# Turbulence Model Solver
# Type of turbulence model
For simulations where Reynolds-averaged Navier-Stokes equations are solved, turbulence models are needed to calculate Reynolds stresses. See https://www.wikiwand.com/en/Turbulence_modeling#/Common_models (opens new window) for common options.
We offer two eddy viscosity models based on the Boussinesq approximation, i.e.
- the one-equation Spalart Allmaras (S-A) model,
- the two-equation k-
shear stress transport (SST) model.
Extra partial differential equation(s) of the corresponding turbulence model are solved, together with the time averaged Navier-Stokes equations.
# Turn on the rotation-curvature correction?
The Spalart-Schur rotation-curvature (R/C) correction is implemented in Flow360 for the Spalart Allmaras turbulence model, to account for the effects of flow rotation (e.g., inside vortices) and streamline curvature (e.g., around curved walls). Note that this R/C correction is NOT turned on by default.
# Turn on DDES?
This option is only available when steady is turned off, i.e., simulation is unsteady.
Delayed-Detached-Eddy-Simulation (DDES) turns off the turbulence model away from walls and relies on the mesh and unsteady time steps to resolve the effect of turbulence away from walls. It is one of the most commonly used form of hybrid RANS-LES, where RANS stands for Reynolds-Averaged-Navier-Stokes and LES stands for Large-Eddy-Simulation.

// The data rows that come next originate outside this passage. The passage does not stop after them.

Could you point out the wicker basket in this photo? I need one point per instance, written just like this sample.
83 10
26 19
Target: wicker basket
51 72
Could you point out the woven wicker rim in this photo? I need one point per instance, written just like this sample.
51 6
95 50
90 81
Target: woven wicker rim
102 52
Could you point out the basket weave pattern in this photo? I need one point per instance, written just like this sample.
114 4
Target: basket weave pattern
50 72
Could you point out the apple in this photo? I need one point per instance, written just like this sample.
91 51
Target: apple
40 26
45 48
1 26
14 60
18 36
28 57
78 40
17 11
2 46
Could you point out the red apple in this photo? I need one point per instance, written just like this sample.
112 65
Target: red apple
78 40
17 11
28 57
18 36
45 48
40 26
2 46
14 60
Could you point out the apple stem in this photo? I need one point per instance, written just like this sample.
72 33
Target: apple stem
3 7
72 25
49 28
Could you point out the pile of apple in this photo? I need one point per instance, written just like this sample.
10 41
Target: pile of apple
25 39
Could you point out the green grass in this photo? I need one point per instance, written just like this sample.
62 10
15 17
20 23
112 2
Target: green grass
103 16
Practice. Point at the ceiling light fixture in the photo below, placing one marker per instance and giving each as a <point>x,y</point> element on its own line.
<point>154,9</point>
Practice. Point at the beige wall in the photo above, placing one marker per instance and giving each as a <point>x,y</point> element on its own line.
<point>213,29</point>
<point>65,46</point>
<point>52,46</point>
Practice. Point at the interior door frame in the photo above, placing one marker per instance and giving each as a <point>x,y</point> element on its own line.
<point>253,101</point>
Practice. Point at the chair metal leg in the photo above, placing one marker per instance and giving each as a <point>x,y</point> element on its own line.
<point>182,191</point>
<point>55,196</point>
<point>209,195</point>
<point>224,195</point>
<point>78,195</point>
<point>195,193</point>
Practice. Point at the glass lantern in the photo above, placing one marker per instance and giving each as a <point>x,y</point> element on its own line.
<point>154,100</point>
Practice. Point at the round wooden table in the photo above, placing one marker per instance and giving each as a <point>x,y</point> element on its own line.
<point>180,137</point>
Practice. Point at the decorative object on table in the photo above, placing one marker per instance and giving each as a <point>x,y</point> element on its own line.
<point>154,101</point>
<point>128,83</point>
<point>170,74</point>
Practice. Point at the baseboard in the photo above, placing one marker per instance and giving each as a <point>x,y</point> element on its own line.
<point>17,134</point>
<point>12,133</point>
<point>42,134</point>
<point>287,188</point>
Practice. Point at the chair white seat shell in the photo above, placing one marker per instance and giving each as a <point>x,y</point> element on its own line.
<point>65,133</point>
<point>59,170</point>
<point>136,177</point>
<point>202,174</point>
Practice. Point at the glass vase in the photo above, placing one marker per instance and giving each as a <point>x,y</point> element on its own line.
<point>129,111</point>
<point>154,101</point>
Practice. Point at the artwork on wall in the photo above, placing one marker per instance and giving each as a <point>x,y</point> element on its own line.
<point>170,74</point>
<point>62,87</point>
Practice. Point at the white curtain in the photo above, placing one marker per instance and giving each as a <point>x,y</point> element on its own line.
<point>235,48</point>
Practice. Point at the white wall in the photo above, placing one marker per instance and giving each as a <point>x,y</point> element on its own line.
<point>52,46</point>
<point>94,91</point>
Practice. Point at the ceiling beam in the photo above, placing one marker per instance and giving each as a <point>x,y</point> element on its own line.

# Tolerance (absolute) of the turbulence model solver
This is the convergence criterion for all the nonlinear residual(s) of the turbulence model equation(s). The nonlinear iterations through pseudo-time steps only complete when:
- all the convergence criteria are satisfied, including this,
- or when the maximum number of nonlinear iterations are reached.
# Number of linear iterations within each turbulence model nonlinear iteration
Each nonlinear (quasi-Newton) iteration requires solving a system of linear equations, for which we use an iterative method. This parameter specifies how many linear iterations to use when solving the system of linear equations iteratively.
# Kappa parameter in the MUSCL scheme for the turbulence model solver
Specify a number between -1 and 0.333. -1 is more robust and 0.333 is the least dissipative.
# Order of accuracy for spatial discretization of the turbulence model equation(s)
This order of accuracy is referred to the spatial discretization schemes for the turbulence model equation(s), particularly the convection terms. Specify either 1 for first-order or 2 for second-order. You should use second-order solver for an accurate flow solution. But sometimes first-order solutions are useful as initial conditions for cases that are difficult to converge.